In November of 2020, TGA hosted two museum managers from France through an IVLP project administered by Meridian International Center focused on “Building Relationships Between Native American Communities and French Museums.”  The museum managers met with Tonia Weavel, Director of Education at the Cherokee Heritage Center, and Honor Keeler, Vice-President of the Cherokee National Historical Society, and asked them about a variety of topics, including the relationship between Native Americans and the U.S. Federal Government, preserving tribal language and culture, and repatriation of Native American cultural artifacts. 

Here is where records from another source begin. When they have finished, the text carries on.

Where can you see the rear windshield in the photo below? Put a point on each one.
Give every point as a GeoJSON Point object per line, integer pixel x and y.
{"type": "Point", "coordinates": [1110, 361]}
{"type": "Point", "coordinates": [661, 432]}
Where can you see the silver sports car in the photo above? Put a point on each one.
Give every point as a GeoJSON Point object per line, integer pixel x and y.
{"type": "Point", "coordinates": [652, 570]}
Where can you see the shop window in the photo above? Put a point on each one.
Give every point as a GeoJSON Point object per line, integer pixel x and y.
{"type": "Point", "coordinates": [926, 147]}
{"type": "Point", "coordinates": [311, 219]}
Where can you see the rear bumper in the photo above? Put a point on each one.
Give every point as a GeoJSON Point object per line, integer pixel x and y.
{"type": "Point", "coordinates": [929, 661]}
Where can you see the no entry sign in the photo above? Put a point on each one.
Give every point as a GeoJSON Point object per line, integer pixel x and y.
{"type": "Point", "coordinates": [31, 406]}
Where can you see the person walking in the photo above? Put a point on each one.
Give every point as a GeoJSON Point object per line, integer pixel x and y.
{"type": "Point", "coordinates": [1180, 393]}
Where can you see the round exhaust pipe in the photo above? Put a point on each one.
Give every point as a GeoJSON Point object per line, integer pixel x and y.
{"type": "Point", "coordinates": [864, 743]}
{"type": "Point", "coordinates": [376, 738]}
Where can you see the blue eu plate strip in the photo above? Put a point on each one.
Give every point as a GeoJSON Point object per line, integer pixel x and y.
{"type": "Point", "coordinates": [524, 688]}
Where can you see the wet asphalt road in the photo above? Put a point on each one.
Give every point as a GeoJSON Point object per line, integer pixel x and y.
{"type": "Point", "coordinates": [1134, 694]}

One of the museum officials commented that “The quality of the discussions, the depth of the debates, opened up new horizons for me in terms of legislation and, beyond that, ways of thinking about heritage that I had no idea about. It is a great opportunity to have been able to share with museum professionals, institutions and representatives of the nations. The diversity of their points of view and the concreteness of what they had to say really enriched me.” One of the museum officials was born in Amiens, which is one of Tulsa’s eight Sister Cities, and we hope that both of them will be able to visit Tulsa in person through the IVLP at a later date. 

This month, Tulsa commemorated the centenary of the 1921 Tulsa Race Massacre, which destroyed Black Wall Street, a tragic event that many in the United States have only learned about in recent years. TGA has been fortunate to host two recent virtual IVLP projects with a specific interest in the 1921 Tulsa Race Massacre – eight Europeans focused on “Advancing Minority Rights,” organized in partnership with MCID Washington, and a multi-regional project for 22 participants interested in “Volunteerism and Civic Action,” hosted by Meridian International Center.   

The European visitors met with Reuben Gant and Vanessa Adams-Harris, Executive Director and Director of Outreach and Alliances, respectively, at the John Hope Franklin Center for Reconciliation, an organization whose mission is to transform the bitterness and mistrust caused by years of racial division and violence, into a hopeful future of reconciliation and cooperation for Tulsa and the nation. 

The group also met with Tonia Weavel from the Cherokee Nation. One of the visitors found the Cherokee component particular useful in learning about the definition of tribes in the United States, since tribe can be a derogatory term in Europe and North Africa.  Another visitor was intrigued by the John Hope Franklin Center’s idea of hosting community dinners, and shared how that model could be useful back in her home country. 

The Meridian International Center IVLP group met with Phil Armstrong, Project Manager for the Tulsa Race Massacre Centennial Commission, who spoke about the history of the 1921 race massacre, gave them a virtual tour of the new Greenwood Rising museum, and described the different roles that volunteers would play in the commemoration.   

As Tulsans celebrate Juneteenth as a national holiday for the first time and prepare for a summer of in-person festivals and gatherings, TGA is grateful for the opportunity to share our diversity of cultures with the global community through the IVLP.